Le Conseil des ministres réuni le vendredi 21 août 2026 a adopté une série de mesures financières et administratives marquant une nouvelle étape dans la gestion des affaires publiques. Le Conseil a révisé le budget d’Etat à hauteur de 2 980,54 milliards de FCFA, soit une augmentation de 58,32 milliards de FCFA.

Le budget de l’État pour l’exercice 2026, initialement fixé à 2 922,22 milliards de FCFA, a été révisé à 2 980,54 milliards de FCFA, soit une augmentation de 58,32 milliards de FCFA, correspondant à une hausse de 2%. Cette révision budgétaire traduit une volonté d’adaptation aux réalités politiques, sécuritaires et économiques du moment. Elle s’explique par plusieurs facteurs :

Le réaménagement gouvernemental et la redistribution des missions traduisent une volonté de rationaliser l’action publique. La restructuration de l’appareil exécutif entraîne une réallocation des ressources, ce qui renforce la cohérence institutionnelle et témoigne d’un effort de modernisation de la gouvernance. Les besoins sécuritaires accrus s’imposent dans un contexte marqué par l’évolution des menaces. Les Forces de Défense et de Sécurité bénéficient ainsi d’une dotation supplémentaire, illustrant la priorité accordée à la stabilité intérieure, considérée comme une condition indispensable au développement économique et social. L’impact de la crise au Moyen-Orient sur les cours du pétrole rappelle la vulnérabilité des finances publiques face aux fluctuations internationales. La hausse du brut sur le marché mondial pèse sur le budget national, et l’ajustement budgétaire vise à amortir ce choc externe, soulignant la dépendance des économies aux dynamiques énergétiques globales. La simplification du dispositif fiscal s’inscrit dans une logique de relance. En allégeant les contraintes fiscales, le gouvernement cherche à stimuler l’investissement et à dynamiser le secteur aurifère, perçu comme un levier stratégique de croissance et de recettes. Cette orientation traduit une volonté d’attirer les capitaux et de renforcer la compétitivité nationale.
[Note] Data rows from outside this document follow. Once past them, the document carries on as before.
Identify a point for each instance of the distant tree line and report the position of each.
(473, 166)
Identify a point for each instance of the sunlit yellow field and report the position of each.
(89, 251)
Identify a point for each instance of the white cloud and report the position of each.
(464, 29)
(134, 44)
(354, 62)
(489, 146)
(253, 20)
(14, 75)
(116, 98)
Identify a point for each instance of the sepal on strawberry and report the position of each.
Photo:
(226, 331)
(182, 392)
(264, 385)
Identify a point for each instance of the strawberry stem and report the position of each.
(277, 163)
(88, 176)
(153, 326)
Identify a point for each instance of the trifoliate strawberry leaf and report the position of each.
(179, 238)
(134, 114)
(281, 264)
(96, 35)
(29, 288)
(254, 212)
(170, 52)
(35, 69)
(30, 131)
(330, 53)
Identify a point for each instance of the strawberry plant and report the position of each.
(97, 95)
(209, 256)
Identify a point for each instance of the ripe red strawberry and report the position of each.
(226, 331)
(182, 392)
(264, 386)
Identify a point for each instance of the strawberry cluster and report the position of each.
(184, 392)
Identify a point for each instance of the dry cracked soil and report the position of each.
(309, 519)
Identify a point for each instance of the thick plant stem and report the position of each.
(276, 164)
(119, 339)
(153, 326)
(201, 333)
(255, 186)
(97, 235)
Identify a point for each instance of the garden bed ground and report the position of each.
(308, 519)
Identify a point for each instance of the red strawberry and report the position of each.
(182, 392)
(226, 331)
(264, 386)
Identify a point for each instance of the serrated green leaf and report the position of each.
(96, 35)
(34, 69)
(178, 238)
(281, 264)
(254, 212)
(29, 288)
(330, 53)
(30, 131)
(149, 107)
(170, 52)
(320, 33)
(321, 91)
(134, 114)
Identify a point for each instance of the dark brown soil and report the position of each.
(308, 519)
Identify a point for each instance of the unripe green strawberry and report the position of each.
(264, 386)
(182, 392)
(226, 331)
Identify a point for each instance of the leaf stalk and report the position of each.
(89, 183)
La prise en charge de nouvelles exigences institutionnelles reflète l’anticipation des besoins supplémentaires de certaines structures de l’État. Cette démarche traduit une volonté d’élargir la couverture des politiques publiques et d’améliorer la gouvernance, en consolidant la capacité de l’administration à répondre aux attentes des citoyens et des partenaires.

Cette révision budgétaire illustre une gestion pragmatique et adaptative, cherchant à concilier les impératifs immédiats de sécurité et de gouvernance avec les ambitions de relance et de développement à moyen terme.

Le Conseil a également examiné un projet de décret relatif à la retraite parlementaire. La gestion administrative et financière des pensions sera désormais transférée au Ministère des Finances, entraînant la dissolution de la Caisse Autonome de Retraite Parlementaire (CARPA). Objectif affiché : renforcer l’efficacité et la traçabilité.